O outro ganhador do prêmio, Dmitry Muratov, suspendeu as operações de seu jornal, o Novaya Gazeta, durante a guerra da Rússia contra a Ucrânia.
O governo de Vladimir Putin sancionou uma rigorosa lei de censura com penas de até 15 anos de cadeia para quem divulgar “fake news” a respeito do conflito com a Ucrânia.
No final de março, o Novaya Gazeta publicou um comunicado no site informando que estava suspendendo a edição impressa e também o noticiário online e nas redes sociais depois de receber outra notificação do Roskomnadzor, órgão regulador de telecomunicações russo.
O informe diz que as operações serão retomadas após o final da “operação especial no território da Ucrânia”. Pelas regras da nova legislação russa contra fake news, a guerra não pode ser chamada de guerra.

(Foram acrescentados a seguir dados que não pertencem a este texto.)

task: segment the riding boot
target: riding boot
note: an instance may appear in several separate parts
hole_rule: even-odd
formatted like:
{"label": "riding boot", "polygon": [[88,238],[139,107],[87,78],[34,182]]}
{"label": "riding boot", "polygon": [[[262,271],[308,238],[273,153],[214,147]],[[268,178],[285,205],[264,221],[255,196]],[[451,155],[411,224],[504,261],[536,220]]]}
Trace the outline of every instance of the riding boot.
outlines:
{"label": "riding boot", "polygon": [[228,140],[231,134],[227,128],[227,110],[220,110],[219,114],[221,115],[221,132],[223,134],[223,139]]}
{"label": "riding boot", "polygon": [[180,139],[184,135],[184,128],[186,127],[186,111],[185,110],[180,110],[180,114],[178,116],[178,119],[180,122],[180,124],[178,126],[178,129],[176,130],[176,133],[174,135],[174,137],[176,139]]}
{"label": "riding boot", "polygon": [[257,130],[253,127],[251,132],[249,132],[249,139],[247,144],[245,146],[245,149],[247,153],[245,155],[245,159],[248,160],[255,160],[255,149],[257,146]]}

Dois avisos do Roskomnadzor por ano podem valer uma suspensão da licença de mídia. Uma outra notificação tinha sido recebida no dia 22 de março.
O Novaya Gazeta não informou o teor da notificação ou qual reportagem teria motivado a abordagem do órgão oficial. Limitou-se a avisar sobre a suspensão.
Mas no mesmo dia em que a decisão foi anunciada o jornal tinha publicado uma reportagem sobre a entrevista concedida pelo presidente ucraniano Volodymyr Zelensky a jornalistas russos de veículos de oposição ao governo.